Куда серьезнее отступления от буквы Священного Писания представляется искажение, которое – согласно нашему толкованию – претерпел у Микеланджело характер Моисея. Как свидетельствует Библия, Моисей был человеком вспыльчивым и склонным к бурному проявлению страстей. Так, в приступе праведного гнева он заколол египтянина, жестоко избивавшего израильтянина, из-за чего был вынужден бежать из Египта в пустыню. В состоянии аффекта он вдребезги разбил скрижали, написанные самим богом. Если предание фиксирует такие черты характера, то его можно считать непредвзятым и достоверным, свидетельствующим о реально существовавшей когда-то великой личности. Однако Микеланджело посадил на папскую гробницу другого Моисея, превосходящего во многом и библейского, и исторического Моисея. Микеланджело переработал мотив разбитых скрижалей – они не разбились из-за вспышки гнева, напротив, Моисей попытался смирить свой гнев из страха разбить скрижали, во всяком случае – старался этого не допустить. Именно поэтому Микеланджело придал фигуре Моисея сверхчеловеческие черты; массивный торс, могучая мускулатура – это всего лишь телесные признаки, которыми скульптор выразил величайший психологический подвиг, показав, что человек способен усилием воли подавить свою страсть во имя служения высшему предназначению.
Здесь мы подходим к концу нашего истолкования статуи Микеланджело.

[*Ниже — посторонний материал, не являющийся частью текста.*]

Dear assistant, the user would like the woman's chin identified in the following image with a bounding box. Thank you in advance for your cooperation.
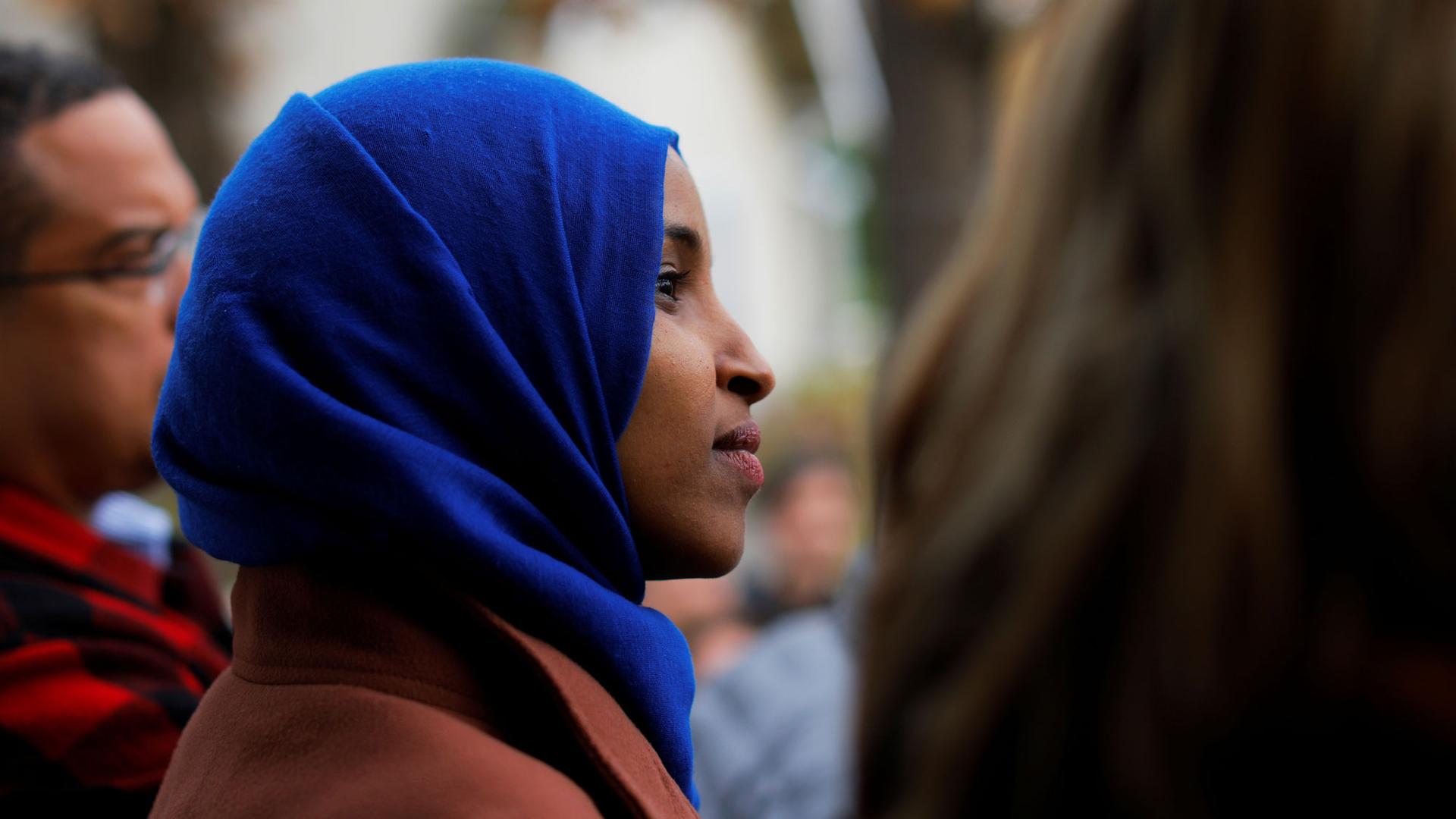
[639,522,742,580]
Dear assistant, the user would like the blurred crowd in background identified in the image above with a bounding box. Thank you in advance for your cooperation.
[0,0,1040,816]
[8,0,1456,819]
[0,0,1040,641]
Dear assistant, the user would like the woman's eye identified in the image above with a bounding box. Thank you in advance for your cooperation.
[657,270,687,302]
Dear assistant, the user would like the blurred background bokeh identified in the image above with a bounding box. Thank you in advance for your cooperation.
[0,0,1041,655]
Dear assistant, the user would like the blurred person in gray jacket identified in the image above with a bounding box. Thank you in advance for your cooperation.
[693,558,869,819]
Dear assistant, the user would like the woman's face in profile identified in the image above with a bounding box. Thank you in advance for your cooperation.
[617,150,774,580]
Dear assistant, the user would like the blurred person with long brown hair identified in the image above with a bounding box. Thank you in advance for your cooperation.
[859,0,1456,816]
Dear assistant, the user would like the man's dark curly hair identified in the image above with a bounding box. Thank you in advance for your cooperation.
[0,42,125,270]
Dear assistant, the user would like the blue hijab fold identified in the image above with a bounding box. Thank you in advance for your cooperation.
[153,60,696,803]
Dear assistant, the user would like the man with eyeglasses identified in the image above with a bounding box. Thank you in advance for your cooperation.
[0,46,228,816]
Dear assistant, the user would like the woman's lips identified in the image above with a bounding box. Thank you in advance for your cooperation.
[715,449,763,488]
[714,421,763,490]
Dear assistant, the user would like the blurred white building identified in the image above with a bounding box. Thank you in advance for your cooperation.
[0,0,886,400]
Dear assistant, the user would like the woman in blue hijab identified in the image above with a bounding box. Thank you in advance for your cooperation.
[153,60,774,816]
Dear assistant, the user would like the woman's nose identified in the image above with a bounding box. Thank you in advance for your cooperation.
[718,319,774,405]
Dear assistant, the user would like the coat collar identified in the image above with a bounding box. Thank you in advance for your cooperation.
[233,566,698,819]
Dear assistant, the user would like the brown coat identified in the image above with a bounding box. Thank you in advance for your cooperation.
[153,567,696,819]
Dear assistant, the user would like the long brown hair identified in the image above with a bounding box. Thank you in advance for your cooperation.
[859,0,1456,816]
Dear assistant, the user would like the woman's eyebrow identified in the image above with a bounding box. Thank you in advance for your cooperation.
[663,223,703,252]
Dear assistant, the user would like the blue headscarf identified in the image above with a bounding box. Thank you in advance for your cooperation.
[153,60,696,803]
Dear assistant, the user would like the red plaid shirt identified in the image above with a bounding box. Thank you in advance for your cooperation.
[0,487,230,816]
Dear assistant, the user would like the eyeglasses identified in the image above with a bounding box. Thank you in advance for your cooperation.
[0,214,202,302]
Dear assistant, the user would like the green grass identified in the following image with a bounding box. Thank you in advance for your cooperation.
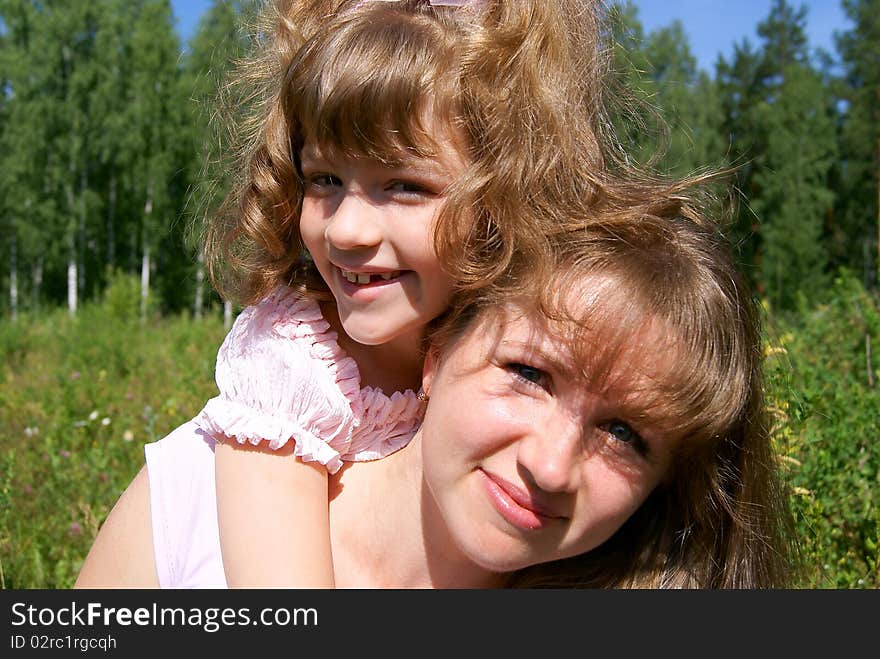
[0,288,225,588]
[0,270,880,588]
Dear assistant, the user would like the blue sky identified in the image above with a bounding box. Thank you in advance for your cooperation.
[171,0,849,72]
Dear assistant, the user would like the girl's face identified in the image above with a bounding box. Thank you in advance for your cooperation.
[421,296,678,573]
[300,125,464,345]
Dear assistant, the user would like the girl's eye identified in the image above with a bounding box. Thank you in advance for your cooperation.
[306,174,342,188]
[388,181,431,194]
[507,362,550,389]
[602,421,647,455]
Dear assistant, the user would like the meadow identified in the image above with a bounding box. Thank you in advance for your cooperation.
[0,274,880,589]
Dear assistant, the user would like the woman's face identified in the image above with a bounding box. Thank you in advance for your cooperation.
[421,296,677,572]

Осталось задать только один вопрос: какими мотивами руководствовался художник, когда избрал такого Моисея, столь нетрадиционного для гробницы папы Юлия II? По многим причинам было бы уместно искать объяснение в характере самого папы и в отношении к нему Микеланджело. Папа Юлий был близок Микеланджело как воплощение величия и силы грандиозного масштаба. Юлий был человеком поступка, его цель была ясна и всем известна: объединение Италии под властью римского папы. То, что удалось сделать лишь много столетий спустя совершенно другим силам, он намеревался совершить один за короткое, отпущенное ему время неограниченной власти. Он торопился сделать это, не гнушаясь насилием. Папа ценил Микеланджело как равного себе гения, но нередко заставлял его страдать из-за вспышек своего гнева или грубости. Художник и сам отличался неистовством страстей и честолюбием, но, будучи прозорливым и дальновидным, не мог не сознавать обреченности всех великих упований. Поэтому он избрал Моисея для надгробия папе – как упрек усопшему и предостережение самому себе, – поднявшись благодаря критическому осмыслению над собственной природой и страстями.
IV
В 1863 году один англичанин по имени В. Уоткисс Ллойд посвятил Моисею Микеланджело небольшую книжку[82]. Раздобыв это сочинение объемом сорок шесть страниц и ознакомившись с ним, я испытал смешанные чувства. Это была еще одна возможность понять на собственном примере, сколь мелкие, можно сказать инфантильные, мотивы способствуют решению больших задач. Я был раздосадован, что Ллойд во многом предвосхитил то, чем я так дорожил и что мне казалось плодом моих собственных усилий, и только после второго прочтения я смог порадоваться такому совпадению. Тем не менее наши оценки расходятся в одном очень важном пункте.
Сначала Ллойд замечает, что общепринятые описания скульптуры неверны, поскольку Моисей не собирается вставать, что правая рука не держится за бороду, что ее придерживает всего лишь указательный палец. Ллойд также понял, что поза Моисея может объясняться лишь обращением к прежнему, не показанному художником положению и что смещение левых прядей бороды вправо несомненно указывает на то, что правая рука и левая половина бороды находились до этого в более тесной близости. Но Ллойд избирает другой путь, чтобы обосновать такое соседство руки и бороды; он считает, что не рука ухватилась за левую сторону бороды, а сама борода находилась ранее там. Ллойд говорит, что надо представить себе, что «голова Моисея перед тем была повернута вправо, и его подбородок находился над рукой, которая, как и сейчас, придерживала скрижали». Давление каменных скрижалей на ладонь заставило пальцы правой руки раскрыться под ниспадающими локонами бороды, а внезапный поворот головы в другую сторону привел к тому, что часть прядей была на мгновение задержана оставшейся неподвижной рукой, отчего образовалась гирлянда, которую можно трактовать как след проделанного пути.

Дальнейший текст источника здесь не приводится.